O grupo de especialistas, formado principalmente por economistas com experiência no mercado e no setor público, emite um alerta sobre a trajetória econômica do Brasil. O estudo Caminhos do Desenvolvimento: Estabilizar, Crescer, Incluir aponta um ciclo vicioso que freia o crescimento e amplia desigualdades.
Coordenado por Fernando Veloso, do IMDS, Marcos Mendes, do Insper, e Vinícius Botelho, ex-secretário do Ministério do Desenvolvimento Social, o trabalho identifica três problemas centrais interligados: desequilíbrio fiscal crônico, baixa eficácia das políticas sociais e estagnação da produtividade.
Ciclo vicioso e produtividade estagnada
Entre 1981 e 2024, o PIB per capita cresceu em média 1% ao ano, enquanto a produtividade avançou apenas 0,5% ao ano, segundo o estudo. O alerta é de que, nesse ritmo, levaria 140 anos para dobrar a produtividade. As falhas estruturais são descritas como sistêmicas.
Para reverter esse quadro, os pesquisadores defendem reformas estruturais, incluindo maior abertura comercial, redução de barreiras tarifárias e não-tarifárias, e melhoria do ambiente de negócios. O Brasil figura entre os maiores usuários de barreiras não tarifárias, com 86,4% das importações sujeitas a restrições.
Gasto social e eficiência
O estudo aponta que gastos com transferência de renda cresceram 142% em termos reais entre 2014 e 2023, enquanto a pobreza entre a população mais pobre recuou apenas 11%. Afirmam que há problemas de focalização e eficiência nos programas de assistência social.
Ferreiro Veloso cita o Bolsa Família, historicamente bem focalizado, que sofreu mudanças como a criação de um piso mínimo por família de 600 reais, o que pode ter impactado a distribuição no Cadastro Único.
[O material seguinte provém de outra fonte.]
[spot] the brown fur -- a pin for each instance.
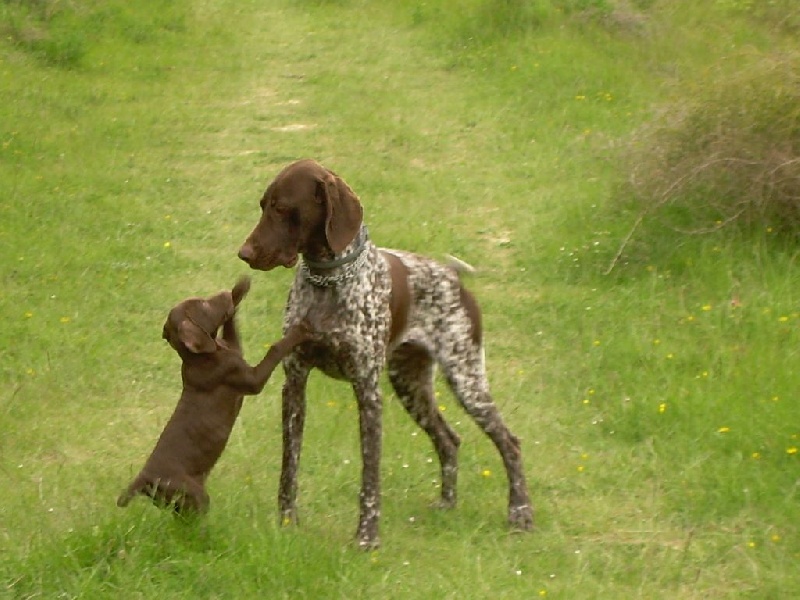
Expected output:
(215, 379)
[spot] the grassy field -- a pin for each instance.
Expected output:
(656, 400)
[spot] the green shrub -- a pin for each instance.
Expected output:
(726, 151)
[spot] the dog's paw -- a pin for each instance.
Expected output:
(520, 518)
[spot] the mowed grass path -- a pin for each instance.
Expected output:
(655, 404)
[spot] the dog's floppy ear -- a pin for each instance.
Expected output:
(344, 211)
(195, 339)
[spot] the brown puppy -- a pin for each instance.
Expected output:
(215, 379)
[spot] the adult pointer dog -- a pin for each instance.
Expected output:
(385, 307)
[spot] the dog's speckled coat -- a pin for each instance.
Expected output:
(384, 307)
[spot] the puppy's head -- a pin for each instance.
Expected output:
(193, 324)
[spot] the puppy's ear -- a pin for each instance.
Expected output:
(240, 290)
(344, 211)
(195, 339)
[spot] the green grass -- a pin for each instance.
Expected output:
(656, 404)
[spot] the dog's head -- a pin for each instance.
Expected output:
(307, 209)
(193, 324)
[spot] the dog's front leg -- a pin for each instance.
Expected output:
(293, 416)
(370, 410)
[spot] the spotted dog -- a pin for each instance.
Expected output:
(386, 307)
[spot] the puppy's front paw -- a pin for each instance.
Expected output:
(240, 290)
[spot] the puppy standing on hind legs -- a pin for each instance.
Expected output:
(215, 379)
(384, 306)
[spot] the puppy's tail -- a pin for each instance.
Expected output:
(125, 498)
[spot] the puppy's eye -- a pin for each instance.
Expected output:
(280, 209)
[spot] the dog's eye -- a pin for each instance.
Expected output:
(280, 209)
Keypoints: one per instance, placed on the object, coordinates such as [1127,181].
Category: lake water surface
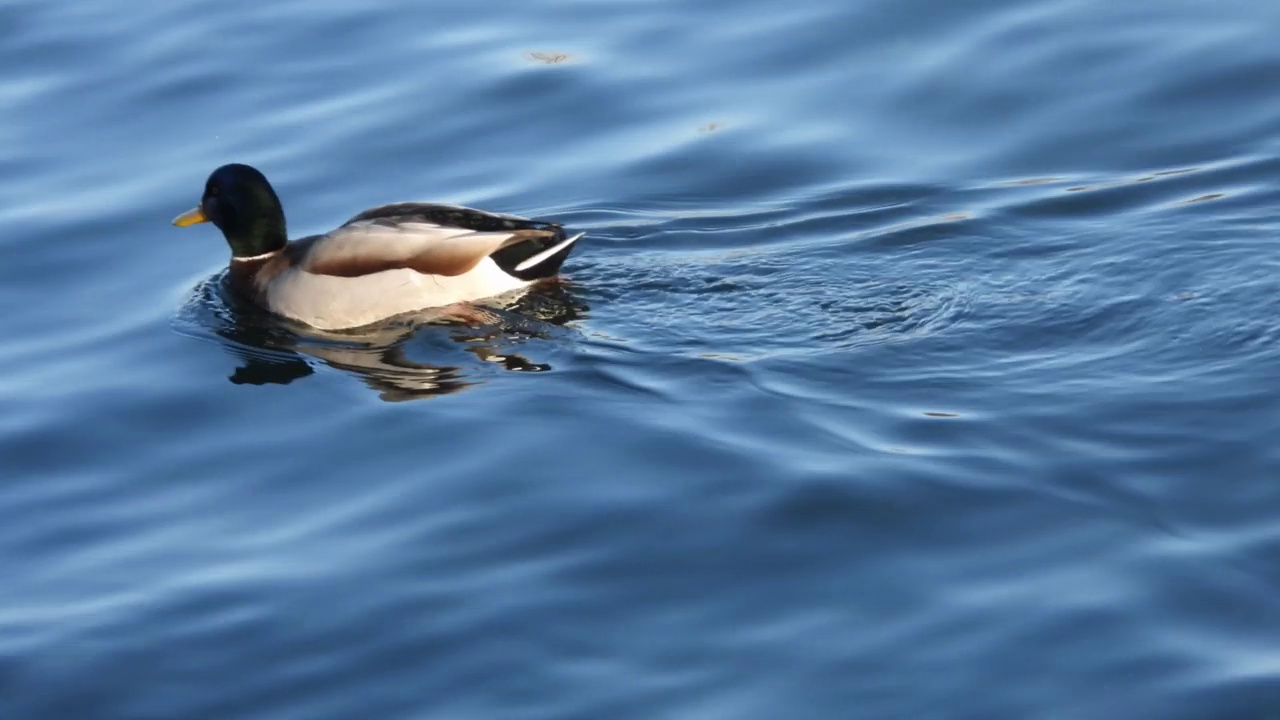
[922,361]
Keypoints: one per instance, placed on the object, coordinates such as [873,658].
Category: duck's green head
[242,204]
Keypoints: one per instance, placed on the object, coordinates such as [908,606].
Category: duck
[384,261]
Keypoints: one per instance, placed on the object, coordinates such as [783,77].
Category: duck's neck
[261,237]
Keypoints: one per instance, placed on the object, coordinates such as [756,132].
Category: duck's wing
[438,240]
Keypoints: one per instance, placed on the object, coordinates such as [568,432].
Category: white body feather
[333,302]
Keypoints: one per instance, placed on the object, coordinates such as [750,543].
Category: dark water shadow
[406,358]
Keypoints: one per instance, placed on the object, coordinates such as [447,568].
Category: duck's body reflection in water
[275,351]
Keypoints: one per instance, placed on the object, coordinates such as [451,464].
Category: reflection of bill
[279,352]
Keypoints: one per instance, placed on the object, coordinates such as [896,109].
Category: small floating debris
[548,58]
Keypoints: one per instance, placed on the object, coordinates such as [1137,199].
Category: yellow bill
[191,218]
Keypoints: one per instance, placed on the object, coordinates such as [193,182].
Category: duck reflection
[274,351]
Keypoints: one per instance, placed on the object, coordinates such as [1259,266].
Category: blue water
[922,361]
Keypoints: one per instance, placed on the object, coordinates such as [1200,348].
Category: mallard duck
[384,261]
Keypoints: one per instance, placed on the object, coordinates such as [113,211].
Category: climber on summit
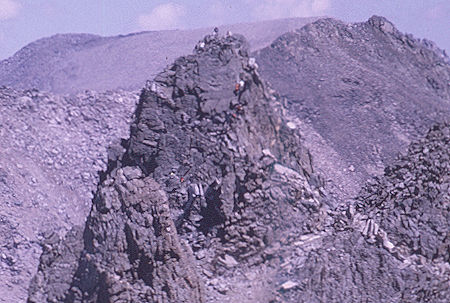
[239,87]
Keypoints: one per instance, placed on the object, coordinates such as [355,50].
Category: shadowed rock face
[52,148]
[359,92]
[235,176]
[214,197]
[71,63]
[392,243]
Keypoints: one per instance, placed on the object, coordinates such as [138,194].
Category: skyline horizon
[22,23]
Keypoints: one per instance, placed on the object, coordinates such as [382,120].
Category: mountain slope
[75,62]
[359,93]
[235,176]
[52,150]
[214,200]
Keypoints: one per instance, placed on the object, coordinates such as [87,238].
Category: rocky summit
[315,169]
[210,133]
[359,92]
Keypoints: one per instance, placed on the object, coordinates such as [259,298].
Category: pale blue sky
[23,21]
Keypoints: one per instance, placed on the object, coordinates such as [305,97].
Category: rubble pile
[210,133]
[389,245]
[52,148]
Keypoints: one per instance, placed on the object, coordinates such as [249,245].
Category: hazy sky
[23,21]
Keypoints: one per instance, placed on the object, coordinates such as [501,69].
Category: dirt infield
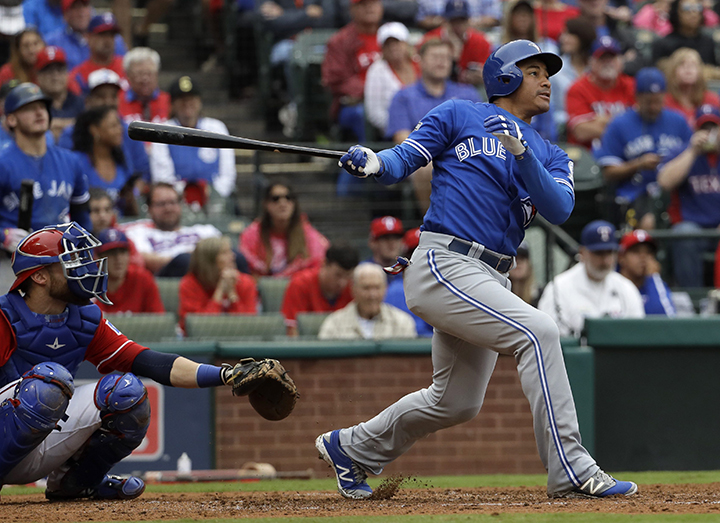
[703,498]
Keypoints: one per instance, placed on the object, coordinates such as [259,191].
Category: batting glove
[12,238]
[508,132]
[361,162]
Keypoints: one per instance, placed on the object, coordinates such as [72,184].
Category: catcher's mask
[70,245]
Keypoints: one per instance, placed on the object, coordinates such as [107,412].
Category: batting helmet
[71,246]
[25,93]
[502,76]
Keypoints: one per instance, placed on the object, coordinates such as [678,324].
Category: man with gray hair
[367,317]
[143,100]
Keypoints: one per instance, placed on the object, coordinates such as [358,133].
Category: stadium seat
[169,293]
[272,291]
[146,328]
[225,327]
[309,323]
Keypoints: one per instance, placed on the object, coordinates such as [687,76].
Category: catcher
[74,435]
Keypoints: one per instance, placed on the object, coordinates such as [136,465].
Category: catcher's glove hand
[271,392]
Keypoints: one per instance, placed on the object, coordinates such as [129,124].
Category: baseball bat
[174,135]
[26,203]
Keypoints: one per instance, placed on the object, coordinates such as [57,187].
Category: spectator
[131,288]
[599,95]
[143,100]
[281,241]
[469,46]
[386,76]
[522,277]
[575,47]
[101,33]
[98,137]
[322,289]
[592,288]
[53,79]
[551,17]
[45,15]
[164,244]
[484,14]
[410,104]
[637,262]
[690,174]
[687,87]
[105,86]
[213,285]
[23,55]
[350,52]
[686,19]
[366,316]
[72,38]
[634,144]
[191,168]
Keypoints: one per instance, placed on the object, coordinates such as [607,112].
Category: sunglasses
[277,197]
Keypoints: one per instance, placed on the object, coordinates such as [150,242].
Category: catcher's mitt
[271,392]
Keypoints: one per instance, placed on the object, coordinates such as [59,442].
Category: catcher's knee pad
[123,404]
[39,402]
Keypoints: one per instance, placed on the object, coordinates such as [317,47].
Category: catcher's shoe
[601,485]
[112,487]
[351,478]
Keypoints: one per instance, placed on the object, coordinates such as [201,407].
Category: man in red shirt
[470,47]
[101,42]
[324,289]
[143,100]
[349,54]
[599,95]
[131,287]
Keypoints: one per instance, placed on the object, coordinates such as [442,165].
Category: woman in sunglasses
[281,241]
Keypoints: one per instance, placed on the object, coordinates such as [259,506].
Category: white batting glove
[361,162]
[508,132]
[13,236]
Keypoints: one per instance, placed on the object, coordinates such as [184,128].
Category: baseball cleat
[112,487]
[351,478]
[601,485]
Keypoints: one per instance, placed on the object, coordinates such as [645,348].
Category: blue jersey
[59,182]
[628,137]
[480,192]
[657,296]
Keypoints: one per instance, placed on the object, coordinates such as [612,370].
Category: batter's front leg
[460,378]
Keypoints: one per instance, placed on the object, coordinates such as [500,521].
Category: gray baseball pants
[476,317]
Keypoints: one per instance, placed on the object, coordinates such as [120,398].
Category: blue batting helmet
[70,245]
[502,76]
[23,94]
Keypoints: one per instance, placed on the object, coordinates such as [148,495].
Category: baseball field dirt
[661,499]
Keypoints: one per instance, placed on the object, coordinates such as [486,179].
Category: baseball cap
[637,237]
[111,239]
[103,77]
[456,9]
[392,30]
[183,86]
[707,113]
[385,226]
[604,45]
[103,23]
[599,235]
[650,80]
[50,55]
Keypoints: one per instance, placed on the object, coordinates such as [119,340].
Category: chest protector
[37,342]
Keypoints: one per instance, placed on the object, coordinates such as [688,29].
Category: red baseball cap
[636,237]
[385,226]
[50,55]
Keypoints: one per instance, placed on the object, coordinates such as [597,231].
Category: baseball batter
[48,326]
[492,172]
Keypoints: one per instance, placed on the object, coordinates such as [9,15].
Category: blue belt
[499,262]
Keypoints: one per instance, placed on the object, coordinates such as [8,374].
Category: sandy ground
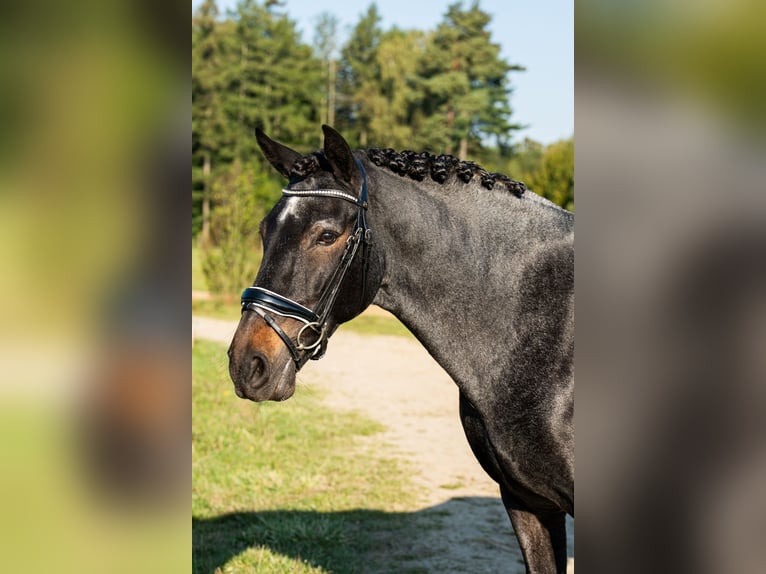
[396,382]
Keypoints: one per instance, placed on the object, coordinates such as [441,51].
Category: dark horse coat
[479,269]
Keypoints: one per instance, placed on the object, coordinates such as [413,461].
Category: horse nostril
[257,368]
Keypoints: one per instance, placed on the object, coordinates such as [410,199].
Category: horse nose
[249,372]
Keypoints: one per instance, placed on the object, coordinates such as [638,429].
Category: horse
[477,267]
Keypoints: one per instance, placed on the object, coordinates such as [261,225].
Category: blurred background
[671,286]
[94,355]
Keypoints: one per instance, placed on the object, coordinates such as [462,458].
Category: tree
[554,177]
[278,82]
[396,122]
[210,129]
[359,78]
[326,47]
[230,261]
[466,84]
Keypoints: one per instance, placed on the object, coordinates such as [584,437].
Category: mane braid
[419,165]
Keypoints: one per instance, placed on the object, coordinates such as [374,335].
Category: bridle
[266,303]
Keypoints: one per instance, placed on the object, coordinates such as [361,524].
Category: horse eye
[327,238]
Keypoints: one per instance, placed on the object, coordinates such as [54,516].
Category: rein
[266,303]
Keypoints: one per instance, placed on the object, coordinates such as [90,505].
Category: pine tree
[210,128]
[359,79]
[466,84]
[326,45]
[277,84]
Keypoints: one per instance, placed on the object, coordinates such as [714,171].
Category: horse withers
[481,271]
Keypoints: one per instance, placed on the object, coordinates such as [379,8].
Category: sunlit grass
[285,487]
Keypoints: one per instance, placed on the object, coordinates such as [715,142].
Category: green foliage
[445,91]
[552,173]
[466,84]
[230,261]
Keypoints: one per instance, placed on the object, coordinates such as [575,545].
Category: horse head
[316,271]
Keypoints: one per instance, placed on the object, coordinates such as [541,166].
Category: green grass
[288,487]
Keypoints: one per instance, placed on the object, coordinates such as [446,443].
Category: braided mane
[417,166]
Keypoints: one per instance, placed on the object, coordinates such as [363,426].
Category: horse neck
[454,256]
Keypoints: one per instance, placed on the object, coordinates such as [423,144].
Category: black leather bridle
[266,303]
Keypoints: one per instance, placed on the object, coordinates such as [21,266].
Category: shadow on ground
[436,539]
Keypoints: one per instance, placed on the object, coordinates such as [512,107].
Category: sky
[537,34]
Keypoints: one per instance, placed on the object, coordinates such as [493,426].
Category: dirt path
[395,381]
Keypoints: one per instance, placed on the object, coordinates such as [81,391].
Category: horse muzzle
[259,365]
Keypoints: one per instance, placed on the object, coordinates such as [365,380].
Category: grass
[289,487]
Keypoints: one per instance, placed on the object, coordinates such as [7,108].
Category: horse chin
[285,384]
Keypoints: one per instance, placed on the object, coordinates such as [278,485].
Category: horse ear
[338,153]
[278,155]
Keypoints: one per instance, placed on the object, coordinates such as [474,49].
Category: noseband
[266,303]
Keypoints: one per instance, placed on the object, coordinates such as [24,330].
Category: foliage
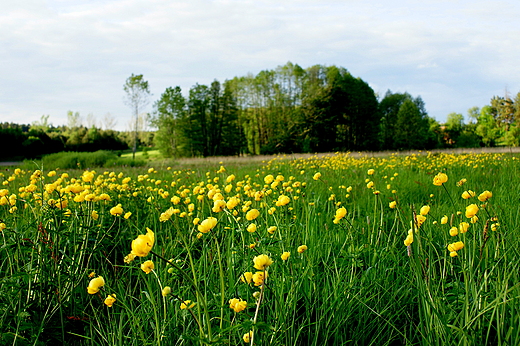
[73,160]
[326,251]
[137,97]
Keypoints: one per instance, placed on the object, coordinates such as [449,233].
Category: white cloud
[76,55]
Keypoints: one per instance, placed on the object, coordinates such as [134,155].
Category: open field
[332,249]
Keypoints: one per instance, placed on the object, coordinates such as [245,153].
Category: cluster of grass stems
[356,284]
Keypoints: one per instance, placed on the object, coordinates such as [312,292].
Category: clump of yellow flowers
[141,246]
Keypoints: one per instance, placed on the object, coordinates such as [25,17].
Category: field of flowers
[420,249]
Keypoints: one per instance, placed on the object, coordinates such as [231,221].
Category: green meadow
[337,249]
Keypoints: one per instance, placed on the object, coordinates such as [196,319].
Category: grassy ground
[332,249]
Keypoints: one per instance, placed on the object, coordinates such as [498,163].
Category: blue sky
[75,55]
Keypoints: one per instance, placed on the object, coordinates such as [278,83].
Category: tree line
[285,110]
[318,109]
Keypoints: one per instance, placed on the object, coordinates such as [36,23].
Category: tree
[109,122]
[169,110]
[137,97]
[73,120]
[412,127]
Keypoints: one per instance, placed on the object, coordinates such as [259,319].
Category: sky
[61,55]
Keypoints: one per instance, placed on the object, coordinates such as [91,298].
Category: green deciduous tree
[169,112]
[137,97]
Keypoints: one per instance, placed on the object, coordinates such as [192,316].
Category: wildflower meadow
[419,249]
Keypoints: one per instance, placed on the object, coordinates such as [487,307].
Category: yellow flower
[143,244]
[261,262]
[218,205]
[484,196]
[463,227]
[187,304]
[208,224]
[268,179]
[117,210]
[409,238]
[95,284]
[147,266]
[252,214]
[471,210]
[247,337]
[456,246]
[282,200]
[454,231]
[302,248]
[340,213]
[271,229]
[440,179]
[233,202]
[246,277]
[259,278]
[468,194]
[425,209]
[110,300]
[166,291]
[237,304]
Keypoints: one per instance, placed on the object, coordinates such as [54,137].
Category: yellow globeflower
[463,227]
[484,196]
[471,210]
[147,266]
[95,284]
[110,300]
[282,200]
[302,248]
[425,209]
[440,179]
[117,210]
[187,304]
[207,225]
[468,194]
[340,213]
[247,337]
[166,290]
[259,277]
[237,305]
[143,244]
[252,214]
[247,277]
[261,262]
[454,231]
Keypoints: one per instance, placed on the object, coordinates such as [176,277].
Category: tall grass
[355,284]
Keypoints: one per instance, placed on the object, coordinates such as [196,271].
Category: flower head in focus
[147,266]
[95,284]
[143,244]
[440,179]
[261,262]
[110,300]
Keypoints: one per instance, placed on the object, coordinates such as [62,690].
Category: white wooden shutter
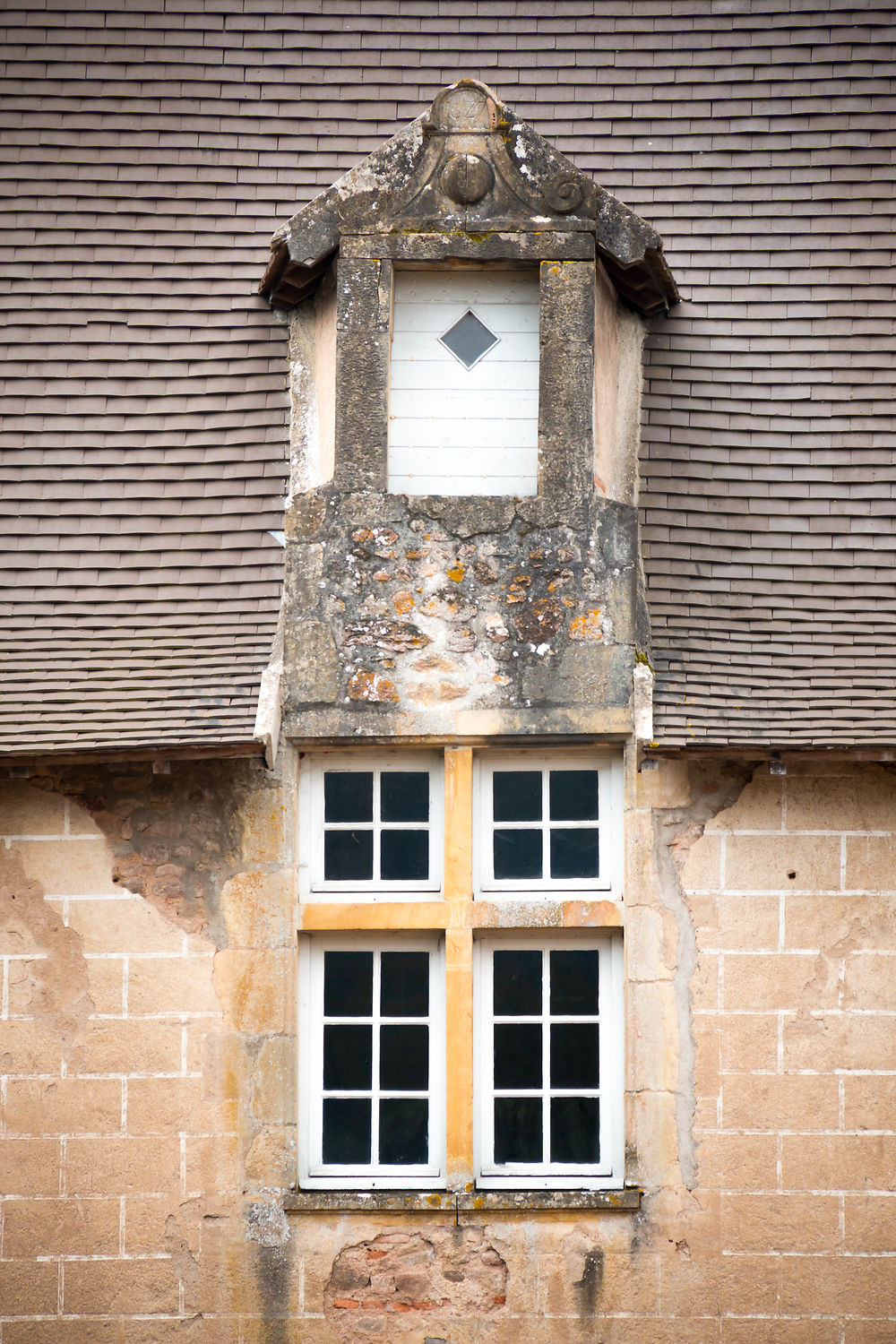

O BPC também registrou aumento expressivo, apontam os pesquisadores, com o crescimento acompanhado de judicialização.
Urgência fiscal e reformas
O estudo quantifica a necessidade de ajuste fiscal em quatro pontos percentuais do PIB, valor próximo a mais da metade do gasto com a Previdência. As tentativas recentes de contenção, como o teto de gastos e o arcabouço fiscal, não teriam funcionado adequadamente, segundo os autores, por exceções criadas.
Veloso afirma que reformas da Previdência são prioritárias e cita a necessidade de revisar a política de valorização do salário mínimo, que impacta gastos previdenciários e assistenciais. Sem reformas estruturais, o Brasil pode enfrentar crise fiscal semelhante à de 2014 a 2016.